The platform, which is already used by operators responsible for 50% of big tanker spot fixtures, according to Martinos, extracts information from fixture reports and tonnage-list emails, and combines it with publicly available data to provide a single commercial view of the market.

Signal Ocean is the product that draws on more than a decade of work.

Product development

After studying mechanical aerospace engineering, Martinos spent about 10 years at Thenamaris before starting to blend his talents and experience to come up with technology that the family tanker-management company wanted.

“We created the platform initially for ourselves,” he told TradeWinds. “And it turns out that what we needed as commercial operators was close to what charterers needed.

“We are not trying to disrupt shipping in the same way Uber tried to disrupt the taxi business.

“People in the shipping industry are allergic to the idea of everyone having the same information, because the way you make your living is finding your niche.”

The Signal Ocean platform pulls together market information from emails with this screen calculating time charter equivalent rates Photo: Signal Ocean

Signal Ocean does not provide the same market data to its clients, Martinos explained.

“It is more like an engine where everyone can put in their own information and that gets blended with some public information — and helps them get their own view of the world,” Martinos said.

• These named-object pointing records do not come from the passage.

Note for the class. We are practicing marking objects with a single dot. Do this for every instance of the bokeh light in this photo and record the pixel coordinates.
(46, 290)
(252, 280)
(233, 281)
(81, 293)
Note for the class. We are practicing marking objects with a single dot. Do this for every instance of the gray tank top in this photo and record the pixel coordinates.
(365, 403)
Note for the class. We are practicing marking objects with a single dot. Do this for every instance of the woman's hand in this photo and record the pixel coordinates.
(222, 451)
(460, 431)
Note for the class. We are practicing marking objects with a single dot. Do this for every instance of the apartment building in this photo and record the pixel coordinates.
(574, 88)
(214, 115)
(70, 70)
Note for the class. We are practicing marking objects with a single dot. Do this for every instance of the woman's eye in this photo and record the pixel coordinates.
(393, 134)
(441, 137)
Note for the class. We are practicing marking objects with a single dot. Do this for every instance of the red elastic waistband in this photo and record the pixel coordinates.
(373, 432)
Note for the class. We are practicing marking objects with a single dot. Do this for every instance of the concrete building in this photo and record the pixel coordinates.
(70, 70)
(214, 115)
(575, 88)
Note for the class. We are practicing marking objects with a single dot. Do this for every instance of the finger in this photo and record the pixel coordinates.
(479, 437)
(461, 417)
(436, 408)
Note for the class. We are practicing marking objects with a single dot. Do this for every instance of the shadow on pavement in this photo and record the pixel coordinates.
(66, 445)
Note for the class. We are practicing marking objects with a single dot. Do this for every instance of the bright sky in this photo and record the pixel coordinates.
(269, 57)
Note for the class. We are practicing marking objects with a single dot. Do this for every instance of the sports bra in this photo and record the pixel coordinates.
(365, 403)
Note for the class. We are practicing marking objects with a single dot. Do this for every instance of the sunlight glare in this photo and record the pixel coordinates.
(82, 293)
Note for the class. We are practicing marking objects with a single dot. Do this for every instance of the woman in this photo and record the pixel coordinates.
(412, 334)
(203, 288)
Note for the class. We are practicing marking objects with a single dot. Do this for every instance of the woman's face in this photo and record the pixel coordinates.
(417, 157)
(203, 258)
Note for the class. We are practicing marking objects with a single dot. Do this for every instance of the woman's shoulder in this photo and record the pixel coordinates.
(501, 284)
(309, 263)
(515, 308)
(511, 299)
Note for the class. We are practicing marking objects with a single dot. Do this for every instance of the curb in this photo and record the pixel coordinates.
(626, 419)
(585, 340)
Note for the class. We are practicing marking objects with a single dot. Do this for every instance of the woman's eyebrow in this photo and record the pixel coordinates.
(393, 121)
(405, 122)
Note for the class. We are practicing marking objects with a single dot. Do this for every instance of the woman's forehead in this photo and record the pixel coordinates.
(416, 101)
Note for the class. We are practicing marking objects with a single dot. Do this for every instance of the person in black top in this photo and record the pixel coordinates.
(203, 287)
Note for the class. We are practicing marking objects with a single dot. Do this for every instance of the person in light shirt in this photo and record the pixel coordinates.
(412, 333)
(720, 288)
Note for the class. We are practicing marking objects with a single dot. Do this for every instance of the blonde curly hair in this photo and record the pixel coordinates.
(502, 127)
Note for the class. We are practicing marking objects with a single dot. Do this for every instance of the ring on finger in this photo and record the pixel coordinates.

It means owners and charters can operate in the same way as they already do, based on the information they have to hand and their market thinking, he said.

“But by bringing all the data together, it makes decisions much easier to take,” he said.

Posidonia launch

Following an initial launch at Posidonia in the summer, Martinos says about 50 companies — mainly owners and charterers — are already using Signal Ocean.

“Already 50% of large spot-traded tankers are represented by companies using the platform,” he said.

Signal Ocean’s current clients are mainly operators in the aframax, suezmax and VLCC markets. It is also being used by Signal Maritime for an aframax pool venture.

A dry cargo version and system tweaked for brokers are in the development and testing stages.

“If you want to respect the market structure, it makes developing the software at least an order of magnitude more difficult,” Martinos said of developing the systems.

That is why Signal Ocean has taken four years to come to market.